Introduction

Since I learned that analytics could be applied to television I knew that’s what I wanted to do, but I quickly learned interesting data about television is hard to acquire for a nonprofessional television and analytics enthusiast. A few months ago I got put on a project at work pulling and analyzing tweets for a company around the same time as speculation started about who was going to be the next bachelor. It finally occurred to me that I had access to a huge repository of data about television, social media, twitter in particular.

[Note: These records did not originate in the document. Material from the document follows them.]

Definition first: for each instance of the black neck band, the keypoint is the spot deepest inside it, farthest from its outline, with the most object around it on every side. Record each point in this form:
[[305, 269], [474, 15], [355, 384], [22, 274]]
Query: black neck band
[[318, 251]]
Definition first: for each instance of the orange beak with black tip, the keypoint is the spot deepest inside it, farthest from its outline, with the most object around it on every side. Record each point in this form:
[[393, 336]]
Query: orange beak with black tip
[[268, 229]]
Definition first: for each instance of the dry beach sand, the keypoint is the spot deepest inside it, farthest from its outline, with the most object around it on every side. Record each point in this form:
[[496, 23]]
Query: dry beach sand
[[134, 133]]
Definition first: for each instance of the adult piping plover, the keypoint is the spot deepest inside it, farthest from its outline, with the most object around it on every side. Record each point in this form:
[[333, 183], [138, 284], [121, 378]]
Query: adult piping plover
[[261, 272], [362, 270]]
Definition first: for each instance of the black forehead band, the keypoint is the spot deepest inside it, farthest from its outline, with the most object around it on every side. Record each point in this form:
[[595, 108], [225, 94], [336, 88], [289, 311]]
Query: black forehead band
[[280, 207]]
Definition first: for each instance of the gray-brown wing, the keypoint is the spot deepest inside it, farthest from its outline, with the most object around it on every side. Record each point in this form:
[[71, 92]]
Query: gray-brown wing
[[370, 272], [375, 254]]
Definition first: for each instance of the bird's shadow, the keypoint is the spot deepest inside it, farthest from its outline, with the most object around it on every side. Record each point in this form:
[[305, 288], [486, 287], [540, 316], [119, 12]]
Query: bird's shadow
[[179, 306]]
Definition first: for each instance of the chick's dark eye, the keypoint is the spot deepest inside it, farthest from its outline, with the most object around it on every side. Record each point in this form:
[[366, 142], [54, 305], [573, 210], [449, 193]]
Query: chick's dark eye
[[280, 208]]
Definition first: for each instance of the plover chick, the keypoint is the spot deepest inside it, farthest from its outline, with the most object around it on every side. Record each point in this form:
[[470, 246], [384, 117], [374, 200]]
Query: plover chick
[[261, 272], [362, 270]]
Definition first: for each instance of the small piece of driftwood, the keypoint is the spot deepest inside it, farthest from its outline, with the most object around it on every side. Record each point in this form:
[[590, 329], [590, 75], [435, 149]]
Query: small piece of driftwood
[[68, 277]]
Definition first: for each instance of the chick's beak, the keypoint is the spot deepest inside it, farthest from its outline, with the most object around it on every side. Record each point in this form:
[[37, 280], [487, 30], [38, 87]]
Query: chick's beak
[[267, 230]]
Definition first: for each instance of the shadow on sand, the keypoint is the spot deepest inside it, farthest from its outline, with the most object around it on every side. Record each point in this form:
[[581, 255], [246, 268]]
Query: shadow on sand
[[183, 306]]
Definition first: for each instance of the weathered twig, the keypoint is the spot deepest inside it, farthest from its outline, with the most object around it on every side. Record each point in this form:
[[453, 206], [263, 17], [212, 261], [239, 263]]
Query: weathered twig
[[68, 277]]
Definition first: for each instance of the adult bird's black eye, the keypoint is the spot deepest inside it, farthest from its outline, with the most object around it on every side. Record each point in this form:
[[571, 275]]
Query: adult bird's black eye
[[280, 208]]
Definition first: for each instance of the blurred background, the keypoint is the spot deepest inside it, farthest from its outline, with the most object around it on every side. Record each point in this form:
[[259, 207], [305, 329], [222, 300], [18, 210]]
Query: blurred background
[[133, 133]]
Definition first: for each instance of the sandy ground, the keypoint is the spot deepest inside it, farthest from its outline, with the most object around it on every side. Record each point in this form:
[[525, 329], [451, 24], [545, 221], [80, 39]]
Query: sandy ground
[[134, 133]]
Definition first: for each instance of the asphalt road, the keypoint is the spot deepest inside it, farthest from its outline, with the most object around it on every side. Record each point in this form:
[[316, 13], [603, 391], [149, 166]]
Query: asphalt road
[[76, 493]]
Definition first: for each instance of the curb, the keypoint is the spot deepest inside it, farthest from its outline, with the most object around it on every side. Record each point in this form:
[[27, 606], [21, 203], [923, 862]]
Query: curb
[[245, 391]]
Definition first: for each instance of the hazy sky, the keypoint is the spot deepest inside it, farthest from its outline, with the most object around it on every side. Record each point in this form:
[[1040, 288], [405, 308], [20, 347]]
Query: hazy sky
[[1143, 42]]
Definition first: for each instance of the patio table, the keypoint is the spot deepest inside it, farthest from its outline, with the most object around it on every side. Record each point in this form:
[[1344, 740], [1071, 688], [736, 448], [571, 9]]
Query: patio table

I wanted to know what people were actually saying about the next bachelor and break it down a little more than the one sided view I was getting on the internet. At that time people were mostly tweeting about Bachelor in Paradise with the #TheBachelor hashtag and with the Twitter API limits if I just used the standard hashtag I would get a very small number of tweets about the next Bachelor. Fortunately Bachelor creator Mike Fleiss started tweeting clues about the next bachelor, so I pulled all of the tweets in response to his clues, did some simple sentiment analysis, and came up with this:

bachelor_pres

bachelor_pres2

Not exactly earth shattering stuff, I didn’t even standardize the axes, but I had a lot of fun doing it. I currently work in a consulting type role, so the data I analyze is from a variety of industries. I never get the opportunity to be a subject matter expert in any of the data that I work with. I would consider myself a Bachelor Franchise subject matter expert, and it was exciting to actually go into a data set and know what I was looking at right away. I loved it and I wanted to do more of it, this time with bigger data sets and more analysis.